Semih Kaplanoğlu'nu hepimiz biliyoruz. Herkes Kendi Evinde ile başlayan sinema sürecine Meleğin Düşüşü ile devam etmiş ve Taşra Üçlemesi olarak başladığı ve ilkini(zaman olarak sonuncu mu demeli) çektiği Yumurta ile şimdilik gündemde ağırlığını muhafaza ettiriyor.
Onun hem hayata bakışı hem de kendi içinde yaşadığı çözümlemeler hakkında benim baya bir bilgim oldu.
Bu röportajı bilginize sunuyorum.
Okuduğunuz anda hem Kaplanoğlu'nun filmlerini merak edeceksiniz hem de birilerinin kıyasıya eleştirdiği bu filmlerin aslında çok şey anlattıklarının da farkına varacaksınız. Bence şimdiye kadar verdiği en iyi röportaj. Röportajın tamamı Aksiyon dergisinde yayınlandı.
-------------------------------------------------------------------------------------------
-Bugüne kadar yaptığınız filmlerden yola çıkarak Semih Kaplanoğlu’nun geçirdiği süreci nasıl okumalıyız?
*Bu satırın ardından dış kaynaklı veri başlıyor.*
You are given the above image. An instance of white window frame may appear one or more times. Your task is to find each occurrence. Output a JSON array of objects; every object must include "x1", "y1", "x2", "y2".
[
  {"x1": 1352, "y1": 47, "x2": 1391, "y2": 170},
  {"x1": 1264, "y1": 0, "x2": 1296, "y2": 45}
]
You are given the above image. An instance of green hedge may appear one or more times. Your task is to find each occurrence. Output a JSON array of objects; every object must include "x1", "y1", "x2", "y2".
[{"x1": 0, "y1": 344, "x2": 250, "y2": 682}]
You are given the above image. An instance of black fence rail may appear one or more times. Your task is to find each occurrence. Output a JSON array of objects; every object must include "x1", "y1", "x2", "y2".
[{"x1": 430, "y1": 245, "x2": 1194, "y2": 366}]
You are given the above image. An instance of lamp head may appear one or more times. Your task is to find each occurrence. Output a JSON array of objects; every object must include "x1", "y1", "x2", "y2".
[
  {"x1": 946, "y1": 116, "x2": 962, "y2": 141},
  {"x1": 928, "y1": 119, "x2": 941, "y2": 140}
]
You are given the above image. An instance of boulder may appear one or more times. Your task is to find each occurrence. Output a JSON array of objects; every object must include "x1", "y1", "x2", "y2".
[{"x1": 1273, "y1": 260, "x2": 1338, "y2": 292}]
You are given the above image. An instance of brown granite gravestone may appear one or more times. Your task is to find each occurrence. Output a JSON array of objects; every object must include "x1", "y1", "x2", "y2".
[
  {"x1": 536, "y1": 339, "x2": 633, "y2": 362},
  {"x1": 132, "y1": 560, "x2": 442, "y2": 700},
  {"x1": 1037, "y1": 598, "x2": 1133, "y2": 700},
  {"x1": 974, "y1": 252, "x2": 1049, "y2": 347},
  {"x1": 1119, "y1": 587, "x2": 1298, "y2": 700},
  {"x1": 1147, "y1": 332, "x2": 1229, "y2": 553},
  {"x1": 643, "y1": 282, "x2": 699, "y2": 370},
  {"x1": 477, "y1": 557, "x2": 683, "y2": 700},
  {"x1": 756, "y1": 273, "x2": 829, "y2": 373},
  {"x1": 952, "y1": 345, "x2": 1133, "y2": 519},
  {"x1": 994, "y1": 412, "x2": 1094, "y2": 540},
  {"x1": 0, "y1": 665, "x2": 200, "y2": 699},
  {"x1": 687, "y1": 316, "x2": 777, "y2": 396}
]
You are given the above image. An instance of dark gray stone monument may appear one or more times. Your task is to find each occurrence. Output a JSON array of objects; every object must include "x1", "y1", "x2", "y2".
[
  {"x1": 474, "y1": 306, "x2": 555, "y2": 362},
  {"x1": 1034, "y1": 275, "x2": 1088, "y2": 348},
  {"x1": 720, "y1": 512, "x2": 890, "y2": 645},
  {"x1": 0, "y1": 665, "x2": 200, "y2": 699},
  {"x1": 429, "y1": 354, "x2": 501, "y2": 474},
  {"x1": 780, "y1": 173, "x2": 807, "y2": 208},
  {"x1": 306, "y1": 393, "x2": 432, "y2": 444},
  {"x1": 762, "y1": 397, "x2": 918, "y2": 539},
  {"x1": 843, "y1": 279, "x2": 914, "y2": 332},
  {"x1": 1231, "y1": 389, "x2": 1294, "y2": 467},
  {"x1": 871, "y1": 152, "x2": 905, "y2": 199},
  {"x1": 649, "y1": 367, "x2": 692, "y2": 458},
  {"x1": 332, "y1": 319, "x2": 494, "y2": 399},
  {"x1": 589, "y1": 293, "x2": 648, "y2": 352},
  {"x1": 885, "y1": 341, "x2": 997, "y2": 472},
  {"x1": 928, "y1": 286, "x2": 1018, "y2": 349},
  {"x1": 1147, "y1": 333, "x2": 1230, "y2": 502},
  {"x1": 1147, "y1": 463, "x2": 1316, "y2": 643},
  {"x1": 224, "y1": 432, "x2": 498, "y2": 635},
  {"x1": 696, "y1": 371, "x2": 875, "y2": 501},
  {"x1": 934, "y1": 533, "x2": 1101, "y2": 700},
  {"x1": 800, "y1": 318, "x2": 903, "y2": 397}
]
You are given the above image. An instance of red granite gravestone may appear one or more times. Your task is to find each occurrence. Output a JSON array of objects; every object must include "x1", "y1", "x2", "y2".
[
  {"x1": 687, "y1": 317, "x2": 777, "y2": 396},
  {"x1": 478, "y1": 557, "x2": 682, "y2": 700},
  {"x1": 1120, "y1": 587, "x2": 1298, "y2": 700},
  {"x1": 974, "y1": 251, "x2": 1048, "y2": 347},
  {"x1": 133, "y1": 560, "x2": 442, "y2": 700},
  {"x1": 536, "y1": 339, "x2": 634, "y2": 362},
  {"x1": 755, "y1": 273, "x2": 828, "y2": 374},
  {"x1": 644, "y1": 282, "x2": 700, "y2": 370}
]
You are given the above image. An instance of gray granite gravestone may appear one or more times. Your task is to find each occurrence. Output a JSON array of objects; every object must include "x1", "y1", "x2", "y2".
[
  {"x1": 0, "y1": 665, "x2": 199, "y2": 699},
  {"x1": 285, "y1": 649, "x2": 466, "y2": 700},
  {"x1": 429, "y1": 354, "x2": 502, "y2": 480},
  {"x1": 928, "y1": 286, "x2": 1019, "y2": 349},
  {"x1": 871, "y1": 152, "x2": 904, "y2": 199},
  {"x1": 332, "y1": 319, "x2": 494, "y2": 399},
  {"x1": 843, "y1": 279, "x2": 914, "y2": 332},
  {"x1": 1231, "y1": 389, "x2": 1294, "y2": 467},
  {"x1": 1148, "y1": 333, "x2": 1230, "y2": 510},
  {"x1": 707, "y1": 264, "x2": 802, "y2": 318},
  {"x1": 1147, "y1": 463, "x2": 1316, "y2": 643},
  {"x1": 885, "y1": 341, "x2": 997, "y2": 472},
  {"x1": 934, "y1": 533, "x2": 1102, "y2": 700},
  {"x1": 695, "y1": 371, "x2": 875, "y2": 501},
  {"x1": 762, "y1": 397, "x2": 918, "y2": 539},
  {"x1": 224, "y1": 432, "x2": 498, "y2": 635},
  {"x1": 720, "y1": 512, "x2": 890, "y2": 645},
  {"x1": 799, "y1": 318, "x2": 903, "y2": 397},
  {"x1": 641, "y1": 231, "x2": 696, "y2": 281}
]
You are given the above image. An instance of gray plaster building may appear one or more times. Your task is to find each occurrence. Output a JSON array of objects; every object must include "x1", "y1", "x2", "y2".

Üniversiteye sinema eğitimi almak için girdiğimde 1980’li yıllardı. O dönemler anlamıyorduk ama şimdi tarihe baktığımızda yaşananların pek çoğunun darbe için hazırlandığını görüyoruz. Bütün öğrencilik hayatım (1980-84) bu faşizm ortamında geçti. O zamanlar düşüncelerim daha farklı kaynaklardan besleniyordu. Üniversite eğitimi aldığım yıllar, kaybetmiş ve hayal kırıklığına uğramış aydın topluluğunun sessiz kaldığı, sözlerin, düşüncelerin yeniden kurulduğu bir dönemdi. Okuldayken kısa filmler yapıyordum ve bitirir bitirmez uzun metraj çekmenin hayalini kurmaya başladım. Bunu gerçekleştirebilmem için 16 yıl geçti. Bu sürede film yaparak, hikâyeler yazarak, senaryo çalışmalarımla sinemanın içinde yer alarak meslekî anlamda sektöre yakın durmaya çalıştım. Dizi yönetmenliği, metin yazarlığı, kamera asistanlığı yaptım. Birçok işe girip çıktım ama hep film yapma merkezinde hayatımı örgütledim. 16 yıl boyunca insan çok şey biriktiriyor, söyleyeceği sözler, aktaracakları ortaya çıkıyor. İlk film de aslında bütün bu meselelerle dolup taşıyor. Ayıklamayı yapamazsanız zaaflar başlıyor.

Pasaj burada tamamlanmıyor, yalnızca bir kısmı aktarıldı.